Every marketing and communications strategy requires some alignment with the business, but thought leadership needs more than mere alignment. It requires a deep relationship between marketer/communicators and subject-matter experts. That relationship is so close that it could almost be called symbiosis: close, frequent, and mutual interaction throughout the entire lifecycle.
That requirement can seem off-putting to many potential thought leaders. It’s easy to put yourself in those reluctant shoes. Thought leaders typically want to focus on their priorities: running the business, growing the business, creating and expanding new products, driving innovation forward, and more. The prospect of frequent, high-touch dialogue outside of their priorities raises real concerns of distraction. As a result, it creates resistance.
Three Forms of Resistance
In my experience, the three most common objections are
- Lack of time
- Lack of support
- Lack of readiness
Here’s how to cut through each of them without causing disruption and overload for top executives and innovators.
Lack of time
When a thought leader says they don’t have time, they are usually expressing a concern that they will have to commit to extensive writing and revision of a thought leadership point of view. They imagine the heavy lifting of writing an extensive whitepaper, or long, sometimes even fruitless conversations with a writer who doesn’t understand fundamental concepts and issues.
Once thought leaders realize that the time commitment can be minimal, they are much more likely to embrace being an active thought leader. Thought leaders need a partner who can take even a short “brain-dump” conversation or a single email with a few bullet points and turn it into a robust content program, with long-form content, short-form content, infographics, and social media that capture and expand on their thinking. They need a partner they can trust to understand the relevance of what they are saying, to distill the most meaningful insights, and to push ideas over the line of conventional wisdom. They need a partner who can deliver on that trust by providing first drafts that require only minimal review and revision.
Trusted partnership changes the dynamic from a costly use of time to a high-value, high-yield investment of minimal input from the thought leader.
Lack of support
When a thought leader says that they are worried about support, they are really saying that they are worried about being put out on a limb. Perhaps it’s a media interview where they don’t feel well-oriented towards what journalists might ask. Perhaps it’s a speaking opportunity where the steep preparation work and concerns about speaking to an audience seem intimidating. Oftentimes, they have also had exactly that experience of feeling ill-prepared or in the hot seat during opportunities that were arranged by media relations resources.

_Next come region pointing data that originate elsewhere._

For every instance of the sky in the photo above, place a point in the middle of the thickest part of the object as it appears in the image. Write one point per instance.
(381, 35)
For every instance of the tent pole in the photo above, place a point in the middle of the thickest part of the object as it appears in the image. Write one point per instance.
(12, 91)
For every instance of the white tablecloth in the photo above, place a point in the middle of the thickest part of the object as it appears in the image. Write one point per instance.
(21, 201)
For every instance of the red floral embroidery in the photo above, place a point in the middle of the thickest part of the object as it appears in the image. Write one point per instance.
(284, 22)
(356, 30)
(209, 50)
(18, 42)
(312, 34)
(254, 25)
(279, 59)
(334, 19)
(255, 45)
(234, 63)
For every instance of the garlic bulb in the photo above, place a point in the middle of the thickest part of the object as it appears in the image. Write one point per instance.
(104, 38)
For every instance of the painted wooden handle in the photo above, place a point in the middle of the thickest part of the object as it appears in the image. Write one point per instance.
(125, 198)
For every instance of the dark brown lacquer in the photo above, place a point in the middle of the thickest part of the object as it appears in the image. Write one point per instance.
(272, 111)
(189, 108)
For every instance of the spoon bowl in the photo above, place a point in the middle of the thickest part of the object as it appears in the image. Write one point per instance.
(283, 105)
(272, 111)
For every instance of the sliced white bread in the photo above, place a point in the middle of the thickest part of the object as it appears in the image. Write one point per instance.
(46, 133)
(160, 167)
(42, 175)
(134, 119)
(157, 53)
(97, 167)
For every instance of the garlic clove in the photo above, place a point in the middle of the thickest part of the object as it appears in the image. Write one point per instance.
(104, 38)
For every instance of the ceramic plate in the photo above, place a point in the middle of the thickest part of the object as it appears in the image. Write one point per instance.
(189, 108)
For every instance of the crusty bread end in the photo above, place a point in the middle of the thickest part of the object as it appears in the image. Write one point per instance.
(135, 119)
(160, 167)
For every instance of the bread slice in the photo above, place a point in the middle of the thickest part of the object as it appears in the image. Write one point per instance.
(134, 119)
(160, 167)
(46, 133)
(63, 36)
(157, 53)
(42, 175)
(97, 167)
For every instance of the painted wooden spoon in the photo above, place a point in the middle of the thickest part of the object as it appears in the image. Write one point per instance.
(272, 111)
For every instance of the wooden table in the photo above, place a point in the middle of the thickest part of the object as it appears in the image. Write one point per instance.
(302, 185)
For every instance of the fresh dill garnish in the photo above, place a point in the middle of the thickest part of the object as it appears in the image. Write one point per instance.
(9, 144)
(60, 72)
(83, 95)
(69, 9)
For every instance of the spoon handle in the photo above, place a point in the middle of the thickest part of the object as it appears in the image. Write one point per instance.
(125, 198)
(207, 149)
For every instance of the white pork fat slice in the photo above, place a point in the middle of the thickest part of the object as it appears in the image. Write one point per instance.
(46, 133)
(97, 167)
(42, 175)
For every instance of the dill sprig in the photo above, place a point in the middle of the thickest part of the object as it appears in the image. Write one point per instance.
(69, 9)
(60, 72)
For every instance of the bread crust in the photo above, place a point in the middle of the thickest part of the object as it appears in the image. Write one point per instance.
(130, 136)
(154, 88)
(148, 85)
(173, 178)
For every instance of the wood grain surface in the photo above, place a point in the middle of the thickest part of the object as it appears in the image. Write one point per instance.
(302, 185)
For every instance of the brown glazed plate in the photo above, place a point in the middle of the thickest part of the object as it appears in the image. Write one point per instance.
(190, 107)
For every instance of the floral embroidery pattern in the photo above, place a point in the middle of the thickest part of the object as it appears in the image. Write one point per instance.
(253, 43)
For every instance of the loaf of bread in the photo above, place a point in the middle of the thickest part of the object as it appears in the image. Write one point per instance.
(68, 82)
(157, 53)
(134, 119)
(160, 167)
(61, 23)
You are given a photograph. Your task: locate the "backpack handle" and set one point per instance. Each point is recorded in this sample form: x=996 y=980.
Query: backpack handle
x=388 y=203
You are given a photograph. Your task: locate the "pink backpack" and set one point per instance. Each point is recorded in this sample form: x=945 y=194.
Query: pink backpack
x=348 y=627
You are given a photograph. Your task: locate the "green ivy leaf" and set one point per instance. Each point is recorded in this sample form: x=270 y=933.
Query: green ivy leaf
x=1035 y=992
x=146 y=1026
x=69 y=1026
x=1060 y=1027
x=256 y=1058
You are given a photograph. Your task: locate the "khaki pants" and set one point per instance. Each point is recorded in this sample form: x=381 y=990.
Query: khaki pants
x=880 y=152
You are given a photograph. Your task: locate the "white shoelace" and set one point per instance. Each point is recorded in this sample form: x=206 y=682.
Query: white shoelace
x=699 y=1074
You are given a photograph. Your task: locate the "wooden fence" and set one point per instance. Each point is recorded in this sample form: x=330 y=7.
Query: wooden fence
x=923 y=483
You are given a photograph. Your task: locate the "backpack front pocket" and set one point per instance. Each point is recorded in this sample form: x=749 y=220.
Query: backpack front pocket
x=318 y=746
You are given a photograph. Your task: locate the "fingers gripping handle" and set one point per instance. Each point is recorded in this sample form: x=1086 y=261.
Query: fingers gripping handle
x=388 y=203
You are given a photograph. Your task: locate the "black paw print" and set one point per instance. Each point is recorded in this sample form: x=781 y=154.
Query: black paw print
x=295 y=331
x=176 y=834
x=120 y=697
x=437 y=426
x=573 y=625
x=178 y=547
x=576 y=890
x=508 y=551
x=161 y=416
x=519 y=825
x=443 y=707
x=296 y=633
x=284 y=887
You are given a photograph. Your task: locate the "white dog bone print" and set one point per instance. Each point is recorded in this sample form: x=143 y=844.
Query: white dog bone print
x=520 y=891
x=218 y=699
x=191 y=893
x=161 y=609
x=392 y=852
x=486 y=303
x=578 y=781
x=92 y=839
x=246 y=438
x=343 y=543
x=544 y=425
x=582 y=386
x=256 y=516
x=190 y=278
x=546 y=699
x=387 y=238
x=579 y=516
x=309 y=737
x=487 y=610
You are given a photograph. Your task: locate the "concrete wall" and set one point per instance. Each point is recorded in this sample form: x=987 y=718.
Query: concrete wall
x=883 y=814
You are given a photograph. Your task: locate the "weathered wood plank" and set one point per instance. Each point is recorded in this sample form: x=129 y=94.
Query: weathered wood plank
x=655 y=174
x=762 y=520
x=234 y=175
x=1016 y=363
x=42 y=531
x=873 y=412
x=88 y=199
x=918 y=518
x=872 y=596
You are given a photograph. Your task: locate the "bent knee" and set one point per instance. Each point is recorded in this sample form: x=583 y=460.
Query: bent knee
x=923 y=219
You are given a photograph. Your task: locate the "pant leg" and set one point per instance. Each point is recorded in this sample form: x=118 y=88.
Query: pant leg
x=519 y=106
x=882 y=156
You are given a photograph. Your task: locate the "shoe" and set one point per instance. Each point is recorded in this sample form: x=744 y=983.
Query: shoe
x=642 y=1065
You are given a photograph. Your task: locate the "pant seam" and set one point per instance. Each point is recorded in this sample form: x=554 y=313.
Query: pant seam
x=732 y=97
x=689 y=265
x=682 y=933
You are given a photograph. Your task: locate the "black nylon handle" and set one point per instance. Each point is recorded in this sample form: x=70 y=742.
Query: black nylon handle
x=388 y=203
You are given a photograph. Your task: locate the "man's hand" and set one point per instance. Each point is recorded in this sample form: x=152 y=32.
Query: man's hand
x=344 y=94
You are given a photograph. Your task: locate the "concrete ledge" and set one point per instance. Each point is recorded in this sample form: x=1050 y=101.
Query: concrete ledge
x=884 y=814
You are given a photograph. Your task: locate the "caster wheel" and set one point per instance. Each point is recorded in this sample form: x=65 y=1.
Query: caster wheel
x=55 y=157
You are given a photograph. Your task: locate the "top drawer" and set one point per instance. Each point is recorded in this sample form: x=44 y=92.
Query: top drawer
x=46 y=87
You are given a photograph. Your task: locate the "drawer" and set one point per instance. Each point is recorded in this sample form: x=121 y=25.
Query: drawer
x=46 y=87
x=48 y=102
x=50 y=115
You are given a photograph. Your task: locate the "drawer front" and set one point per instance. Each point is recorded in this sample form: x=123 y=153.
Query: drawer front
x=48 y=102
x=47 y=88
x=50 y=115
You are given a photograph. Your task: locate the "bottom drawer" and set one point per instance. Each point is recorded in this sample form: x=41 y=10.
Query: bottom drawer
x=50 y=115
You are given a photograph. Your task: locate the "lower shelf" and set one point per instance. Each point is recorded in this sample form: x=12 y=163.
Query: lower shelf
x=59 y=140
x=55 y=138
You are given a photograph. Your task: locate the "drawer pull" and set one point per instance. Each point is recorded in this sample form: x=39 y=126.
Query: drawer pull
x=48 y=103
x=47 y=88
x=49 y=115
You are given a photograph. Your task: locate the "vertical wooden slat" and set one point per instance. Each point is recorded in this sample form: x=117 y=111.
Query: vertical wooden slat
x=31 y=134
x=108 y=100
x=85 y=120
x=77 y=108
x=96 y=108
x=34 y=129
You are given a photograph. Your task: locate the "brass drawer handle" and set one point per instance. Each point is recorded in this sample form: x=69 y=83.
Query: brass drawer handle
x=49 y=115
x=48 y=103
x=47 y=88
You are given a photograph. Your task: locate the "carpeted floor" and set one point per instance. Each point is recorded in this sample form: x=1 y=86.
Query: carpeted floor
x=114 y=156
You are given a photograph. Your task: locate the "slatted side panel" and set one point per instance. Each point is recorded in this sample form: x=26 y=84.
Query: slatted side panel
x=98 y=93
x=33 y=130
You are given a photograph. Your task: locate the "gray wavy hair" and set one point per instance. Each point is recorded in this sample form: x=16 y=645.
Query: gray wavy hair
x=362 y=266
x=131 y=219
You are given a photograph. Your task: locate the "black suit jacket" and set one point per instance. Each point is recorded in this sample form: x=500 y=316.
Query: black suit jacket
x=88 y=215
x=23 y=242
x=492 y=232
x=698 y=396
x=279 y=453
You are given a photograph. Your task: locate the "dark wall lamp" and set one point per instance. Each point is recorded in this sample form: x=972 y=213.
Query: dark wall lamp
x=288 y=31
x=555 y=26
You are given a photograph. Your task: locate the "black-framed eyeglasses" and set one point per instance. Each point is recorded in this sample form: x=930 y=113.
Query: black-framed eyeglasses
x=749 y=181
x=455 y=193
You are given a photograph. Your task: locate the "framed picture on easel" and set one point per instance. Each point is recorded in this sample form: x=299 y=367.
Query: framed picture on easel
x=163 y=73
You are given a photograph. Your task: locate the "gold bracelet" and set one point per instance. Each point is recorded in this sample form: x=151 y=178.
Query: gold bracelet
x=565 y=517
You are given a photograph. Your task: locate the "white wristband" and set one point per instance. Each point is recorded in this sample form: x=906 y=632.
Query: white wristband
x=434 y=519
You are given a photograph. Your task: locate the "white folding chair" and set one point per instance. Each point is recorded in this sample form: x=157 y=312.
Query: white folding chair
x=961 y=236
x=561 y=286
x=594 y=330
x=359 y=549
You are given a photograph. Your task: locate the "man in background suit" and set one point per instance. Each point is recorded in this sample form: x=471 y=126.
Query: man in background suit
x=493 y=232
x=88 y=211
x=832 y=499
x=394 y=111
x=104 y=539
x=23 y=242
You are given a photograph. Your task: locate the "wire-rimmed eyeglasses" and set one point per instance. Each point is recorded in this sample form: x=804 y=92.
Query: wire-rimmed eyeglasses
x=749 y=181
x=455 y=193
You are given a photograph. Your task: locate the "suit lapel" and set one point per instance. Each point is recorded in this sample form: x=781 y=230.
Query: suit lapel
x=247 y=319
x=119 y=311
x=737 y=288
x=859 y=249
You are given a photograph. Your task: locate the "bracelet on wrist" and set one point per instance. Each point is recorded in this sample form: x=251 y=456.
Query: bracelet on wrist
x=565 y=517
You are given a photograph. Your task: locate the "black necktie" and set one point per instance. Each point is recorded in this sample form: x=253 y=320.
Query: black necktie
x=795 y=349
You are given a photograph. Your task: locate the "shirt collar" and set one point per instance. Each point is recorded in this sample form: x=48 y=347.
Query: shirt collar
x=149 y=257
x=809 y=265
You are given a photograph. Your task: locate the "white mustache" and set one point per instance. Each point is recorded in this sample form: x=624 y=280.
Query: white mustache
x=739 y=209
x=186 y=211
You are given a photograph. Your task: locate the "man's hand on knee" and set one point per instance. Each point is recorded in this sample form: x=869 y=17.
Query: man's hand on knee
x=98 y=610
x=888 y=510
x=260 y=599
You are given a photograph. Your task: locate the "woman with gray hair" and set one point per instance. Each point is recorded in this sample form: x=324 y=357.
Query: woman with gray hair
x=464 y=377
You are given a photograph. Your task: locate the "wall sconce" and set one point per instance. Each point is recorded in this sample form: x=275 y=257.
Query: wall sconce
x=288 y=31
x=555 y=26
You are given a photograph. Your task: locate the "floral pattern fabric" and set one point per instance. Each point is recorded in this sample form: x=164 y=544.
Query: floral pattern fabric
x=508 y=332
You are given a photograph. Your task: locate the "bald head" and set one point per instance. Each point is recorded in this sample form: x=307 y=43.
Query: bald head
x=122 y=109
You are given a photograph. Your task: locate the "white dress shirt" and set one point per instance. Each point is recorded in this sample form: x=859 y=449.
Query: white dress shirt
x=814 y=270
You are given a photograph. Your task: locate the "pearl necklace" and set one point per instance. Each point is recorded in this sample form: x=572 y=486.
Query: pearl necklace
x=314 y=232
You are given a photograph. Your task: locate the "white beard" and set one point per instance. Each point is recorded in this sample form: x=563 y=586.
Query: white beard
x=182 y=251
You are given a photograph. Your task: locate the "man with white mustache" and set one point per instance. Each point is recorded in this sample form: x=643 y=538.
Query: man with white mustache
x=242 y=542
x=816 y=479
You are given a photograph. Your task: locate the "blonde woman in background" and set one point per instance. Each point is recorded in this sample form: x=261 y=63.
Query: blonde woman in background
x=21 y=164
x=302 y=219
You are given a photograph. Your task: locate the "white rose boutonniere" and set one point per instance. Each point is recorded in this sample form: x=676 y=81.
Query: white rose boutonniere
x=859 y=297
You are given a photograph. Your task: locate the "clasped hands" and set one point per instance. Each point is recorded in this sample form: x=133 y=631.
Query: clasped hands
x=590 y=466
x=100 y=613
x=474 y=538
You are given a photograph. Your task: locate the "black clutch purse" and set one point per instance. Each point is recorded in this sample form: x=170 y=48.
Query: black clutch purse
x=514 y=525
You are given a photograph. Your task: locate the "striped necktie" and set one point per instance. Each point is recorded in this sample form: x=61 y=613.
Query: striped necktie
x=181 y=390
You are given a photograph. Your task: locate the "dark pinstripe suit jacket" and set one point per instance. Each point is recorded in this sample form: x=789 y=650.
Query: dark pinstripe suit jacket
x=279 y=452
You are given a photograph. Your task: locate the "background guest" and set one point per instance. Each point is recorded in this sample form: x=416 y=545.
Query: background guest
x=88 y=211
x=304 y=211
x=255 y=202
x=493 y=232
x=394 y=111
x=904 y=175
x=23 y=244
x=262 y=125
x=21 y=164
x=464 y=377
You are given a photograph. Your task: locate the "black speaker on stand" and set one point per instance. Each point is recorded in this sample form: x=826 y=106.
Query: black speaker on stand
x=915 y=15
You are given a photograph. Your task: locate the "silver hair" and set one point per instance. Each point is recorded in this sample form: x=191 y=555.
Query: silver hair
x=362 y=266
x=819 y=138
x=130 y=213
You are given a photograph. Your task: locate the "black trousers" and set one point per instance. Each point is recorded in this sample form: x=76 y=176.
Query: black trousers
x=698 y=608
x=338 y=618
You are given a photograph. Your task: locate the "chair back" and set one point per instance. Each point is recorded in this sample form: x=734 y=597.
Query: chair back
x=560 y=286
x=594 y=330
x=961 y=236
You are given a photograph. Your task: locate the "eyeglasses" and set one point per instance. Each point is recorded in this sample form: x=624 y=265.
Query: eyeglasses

A clear picture of exactly what is needed to prepare and what support they will have will help them overcome their anticipated concerns. Thought leaders should always have a crystal clear picture of what they are being asked to do, and in turn, a very clear sense of what their key messages will be, what questions could be asked, and what is the underlying purpose of a high-visibility situation. They need a partner who can coach them through the specifics and provide them with all of the talking points and presentation materials they might need to succeed. Beyond that, this coaching must be specific, rather than generalities about staying on message.
The right partner equips them with a complete game-plan and the necessary collateral so that they feel prepared and supported.
Lack of readiness
When a thought leader talks about not being ready, it’s important to probe a bit further to understand the concern. They may be telling you they just don’t know what to expect, or it might be a different concern about confidence. Many thought leaders don’t actually see themselves as thought leaders. They live the day-to-day of what they do, and they don’t see it as insightful, differentiated, or worth communicating.
To overcome this objection, first, understand which of the above situations is the truth. Give thought leaders an exact map of the process that takes their thinking and crystalizes it into communications that merit being disseminated into the world. Then make sure they understand exactly how they will receive support and coaching in both the what (i.e., messaging) and the how (i.e., delivery). Show them exactly how their thinking belongs in the overall conversation within their industry around their specific expertise, and how their thinking helps them achieve three goals: building a personal brand, driving results for the company, and advancing the state of their field of expertise.
A partner who can meet thought leaders where they are and help them develop a sense of readiness will relax this common objection.
Working with potential thought leaders to overcome these forces of resistance helps convert their potential into actual energy and impact. With a combination of internal resources or specialized though leadership consultants who can create the necessary symbiosis, it becomes possible to clear through the perceived obstacles and help thought leadership break through.